The doctor admitted the very greatest danger.
"Danger—yes," said Fothergill, "but is there any hope? I am not a fool—I sha'n't go in and scare the women: is there any hope?"
The answer was written on the doctor's face. He had known Sissy Langton from the time when she came, a tiny child, to Brackenhill. He shook his head, and murmured something about "even if there were no other injury, the spine—"
Fothergill caught a glimpse of a hideous possibility, and answered with an oath.
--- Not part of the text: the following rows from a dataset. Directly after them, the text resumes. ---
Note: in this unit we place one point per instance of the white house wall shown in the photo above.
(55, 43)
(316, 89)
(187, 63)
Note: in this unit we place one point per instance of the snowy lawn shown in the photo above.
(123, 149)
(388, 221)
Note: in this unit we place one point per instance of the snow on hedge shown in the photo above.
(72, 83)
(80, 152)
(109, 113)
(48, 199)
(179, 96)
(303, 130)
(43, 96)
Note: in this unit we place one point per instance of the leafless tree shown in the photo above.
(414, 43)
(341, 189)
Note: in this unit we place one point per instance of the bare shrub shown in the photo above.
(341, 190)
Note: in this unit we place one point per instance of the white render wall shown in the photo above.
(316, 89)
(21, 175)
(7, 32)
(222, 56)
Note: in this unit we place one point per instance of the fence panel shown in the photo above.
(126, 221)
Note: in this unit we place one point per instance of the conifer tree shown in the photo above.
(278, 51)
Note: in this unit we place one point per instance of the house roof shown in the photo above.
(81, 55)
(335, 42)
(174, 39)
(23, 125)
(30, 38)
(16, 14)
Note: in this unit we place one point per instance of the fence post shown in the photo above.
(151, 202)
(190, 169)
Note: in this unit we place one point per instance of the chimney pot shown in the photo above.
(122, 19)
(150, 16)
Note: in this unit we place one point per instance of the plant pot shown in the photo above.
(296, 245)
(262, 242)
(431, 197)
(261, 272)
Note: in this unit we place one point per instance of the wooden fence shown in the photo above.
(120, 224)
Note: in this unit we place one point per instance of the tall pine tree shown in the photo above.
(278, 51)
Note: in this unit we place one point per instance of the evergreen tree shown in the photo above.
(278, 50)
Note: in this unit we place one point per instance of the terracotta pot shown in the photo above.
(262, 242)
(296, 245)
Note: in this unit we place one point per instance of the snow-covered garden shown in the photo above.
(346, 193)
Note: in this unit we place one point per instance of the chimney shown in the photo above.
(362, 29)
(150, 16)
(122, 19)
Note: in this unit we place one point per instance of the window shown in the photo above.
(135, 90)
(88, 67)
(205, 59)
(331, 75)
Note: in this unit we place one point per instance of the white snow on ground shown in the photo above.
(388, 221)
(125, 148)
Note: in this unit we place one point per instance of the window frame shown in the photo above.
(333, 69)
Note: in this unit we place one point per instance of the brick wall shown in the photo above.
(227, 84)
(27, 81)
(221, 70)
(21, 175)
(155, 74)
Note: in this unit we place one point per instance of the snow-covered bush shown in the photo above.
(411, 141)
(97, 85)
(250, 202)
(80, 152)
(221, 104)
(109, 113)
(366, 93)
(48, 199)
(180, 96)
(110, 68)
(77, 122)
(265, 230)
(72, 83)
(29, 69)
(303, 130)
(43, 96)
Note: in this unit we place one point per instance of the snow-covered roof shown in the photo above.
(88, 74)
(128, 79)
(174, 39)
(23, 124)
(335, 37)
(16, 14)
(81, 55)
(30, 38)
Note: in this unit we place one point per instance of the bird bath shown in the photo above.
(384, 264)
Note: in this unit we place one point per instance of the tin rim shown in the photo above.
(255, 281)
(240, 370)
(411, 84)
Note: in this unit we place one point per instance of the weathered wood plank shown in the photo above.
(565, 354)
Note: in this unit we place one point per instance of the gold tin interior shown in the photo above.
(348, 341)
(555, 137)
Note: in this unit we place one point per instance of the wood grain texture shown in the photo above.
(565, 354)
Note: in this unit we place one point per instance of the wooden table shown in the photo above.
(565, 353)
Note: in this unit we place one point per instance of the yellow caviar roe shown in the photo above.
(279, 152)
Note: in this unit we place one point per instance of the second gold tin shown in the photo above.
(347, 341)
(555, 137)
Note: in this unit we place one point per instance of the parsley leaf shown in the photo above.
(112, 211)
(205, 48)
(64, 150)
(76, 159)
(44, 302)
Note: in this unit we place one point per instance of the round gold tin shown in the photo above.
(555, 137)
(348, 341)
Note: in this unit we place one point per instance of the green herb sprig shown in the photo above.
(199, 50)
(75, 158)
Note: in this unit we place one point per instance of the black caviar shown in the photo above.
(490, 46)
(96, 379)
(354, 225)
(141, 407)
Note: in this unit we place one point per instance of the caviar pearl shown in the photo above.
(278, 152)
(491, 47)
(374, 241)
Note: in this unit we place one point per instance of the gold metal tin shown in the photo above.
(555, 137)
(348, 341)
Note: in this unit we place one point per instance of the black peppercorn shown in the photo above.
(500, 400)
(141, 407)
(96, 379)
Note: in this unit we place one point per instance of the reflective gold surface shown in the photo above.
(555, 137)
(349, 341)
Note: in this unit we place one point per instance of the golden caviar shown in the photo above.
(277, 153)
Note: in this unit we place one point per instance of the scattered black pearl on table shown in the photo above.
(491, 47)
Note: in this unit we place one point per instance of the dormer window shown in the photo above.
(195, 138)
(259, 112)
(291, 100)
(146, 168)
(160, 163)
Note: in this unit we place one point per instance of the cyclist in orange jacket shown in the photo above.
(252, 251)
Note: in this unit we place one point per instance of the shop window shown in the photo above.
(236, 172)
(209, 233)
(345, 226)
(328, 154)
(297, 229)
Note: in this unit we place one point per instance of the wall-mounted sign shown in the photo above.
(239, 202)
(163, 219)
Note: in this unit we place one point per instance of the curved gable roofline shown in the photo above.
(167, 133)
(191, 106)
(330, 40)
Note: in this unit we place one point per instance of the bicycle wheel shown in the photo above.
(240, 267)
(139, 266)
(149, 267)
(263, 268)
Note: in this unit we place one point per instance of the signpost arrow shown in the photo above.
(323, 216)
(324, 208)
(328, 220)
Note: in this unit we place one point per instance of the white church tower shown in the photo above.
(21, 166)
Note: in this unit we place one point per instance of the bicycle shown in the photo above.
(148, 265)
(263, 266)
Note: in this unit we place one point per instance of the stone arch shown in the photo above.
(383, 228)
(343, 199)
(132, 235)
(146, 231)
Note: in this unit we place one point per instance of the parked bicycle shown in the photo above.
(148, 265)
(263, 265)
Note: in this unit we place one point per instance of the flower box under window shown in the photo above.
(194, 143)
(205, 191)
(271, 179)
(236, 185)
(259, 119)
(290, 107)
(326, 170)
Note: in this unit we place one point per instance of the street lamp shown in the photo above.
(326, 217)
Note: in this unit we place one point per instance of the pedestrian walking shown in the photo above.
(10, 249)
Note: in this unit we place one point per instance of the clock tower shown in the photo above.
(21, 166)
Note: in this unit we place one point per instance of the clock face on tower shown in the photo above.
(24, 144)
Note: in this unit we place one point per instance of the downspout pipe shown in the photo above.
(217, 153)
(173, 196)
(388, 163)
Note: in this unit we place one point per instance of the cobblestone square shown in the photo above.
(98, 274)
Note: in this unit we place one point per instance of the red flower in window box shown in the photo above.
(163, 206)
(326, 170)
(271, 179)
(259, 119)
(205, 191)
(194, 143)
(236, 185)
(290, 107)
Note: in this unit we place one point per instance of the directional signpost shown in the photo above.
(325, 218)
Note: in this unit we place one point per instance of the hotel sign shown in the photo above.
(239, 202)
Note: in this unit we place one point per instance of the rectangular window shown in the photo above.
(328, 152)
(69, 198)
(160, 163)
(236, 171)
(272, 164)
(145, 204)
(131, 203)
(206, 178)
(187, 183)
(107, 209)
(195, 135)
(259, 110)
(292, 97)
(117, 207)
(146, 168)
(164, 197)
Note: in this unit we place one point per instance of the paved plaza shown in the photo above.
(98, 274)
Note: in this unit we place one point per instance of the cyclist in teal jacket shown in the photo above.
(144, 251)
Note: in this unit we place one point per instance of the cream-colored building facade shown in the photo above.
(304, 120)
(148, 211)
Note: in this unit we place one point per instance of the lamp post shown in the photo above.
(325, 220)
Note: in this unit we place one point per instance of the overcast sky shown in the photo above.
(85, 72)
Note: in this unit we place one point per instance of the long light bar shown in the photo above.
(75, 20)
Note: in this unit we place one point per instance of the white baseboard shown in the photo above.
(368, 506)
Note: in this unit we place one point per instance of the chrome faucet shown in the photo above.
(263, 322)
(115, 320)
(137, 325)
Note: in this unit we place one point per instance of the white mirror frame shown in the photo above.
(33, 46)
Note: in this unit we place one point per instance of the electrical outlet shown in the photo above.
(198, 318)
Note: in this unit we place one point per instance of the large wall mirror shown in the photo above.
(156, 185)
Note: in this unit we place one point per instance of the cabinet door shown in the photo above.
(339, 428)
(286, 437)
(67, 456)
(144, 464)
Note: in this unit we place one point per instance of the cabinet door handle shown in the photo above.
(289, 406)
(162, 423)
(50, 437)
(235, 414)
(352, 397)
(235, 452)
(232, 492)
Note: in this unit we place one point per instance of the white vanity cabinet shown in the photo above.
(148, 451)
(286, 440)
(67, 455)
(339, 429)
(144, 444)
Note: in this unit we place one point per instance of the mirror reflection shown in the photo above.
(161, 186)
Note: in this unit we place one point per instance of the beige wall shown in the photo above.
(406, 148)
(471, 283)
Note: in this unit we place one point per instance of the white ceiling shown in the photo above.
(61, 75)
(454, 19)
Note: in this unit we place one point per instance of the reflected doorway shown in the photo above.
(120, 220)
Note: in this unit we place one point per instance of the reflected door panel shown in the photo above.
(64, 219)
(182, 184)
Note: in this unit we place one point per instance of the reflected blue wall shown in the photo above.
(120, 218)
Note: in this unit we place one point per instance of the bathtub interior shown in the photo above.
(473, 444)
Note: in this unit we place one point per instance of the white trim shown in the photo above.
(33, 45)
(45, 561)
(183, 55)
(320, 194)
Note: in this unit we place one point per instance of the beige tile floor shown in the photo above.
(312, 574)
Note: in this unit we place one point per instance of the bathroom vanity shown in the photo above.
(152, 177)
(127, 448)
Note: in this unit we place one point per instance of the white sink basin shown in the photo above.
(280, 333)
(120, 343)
It was not the profanity of the words, so much as the fury with which they were charged, that horrified the good old doctor. "My dear sir," he remonstrated gently, "we must remember that this is God's will."
"God's will! God's will! Are you sure it isn't the devil's?" said Fothergill. "It seems more like it. If you think it is God's will, you may persuade yourself it's yours, for aught I know. But I'm not such a damned hypocrite as to make believe it's mine."
And with a mechanical politeness, curiously at variance with his face and speech, he lifted his hat to the doctor as he turned back to the farmhouse.
So Sissy's doom was spoken—to linger a few hours, more or less, in helpless pain, and then to die. The sun, which had dawned so joyously, was going down as serenely as it had dawned, but it did not matter much to Sissy now. She was sensible, she knew Mrs. Middleton. When the old lady stooped over her she looked up, smiled faintly and said, "I fell."
"Yes, my darling, I know," Aunt Harriet said.
"Can I go home?" Sissy asked after a pause.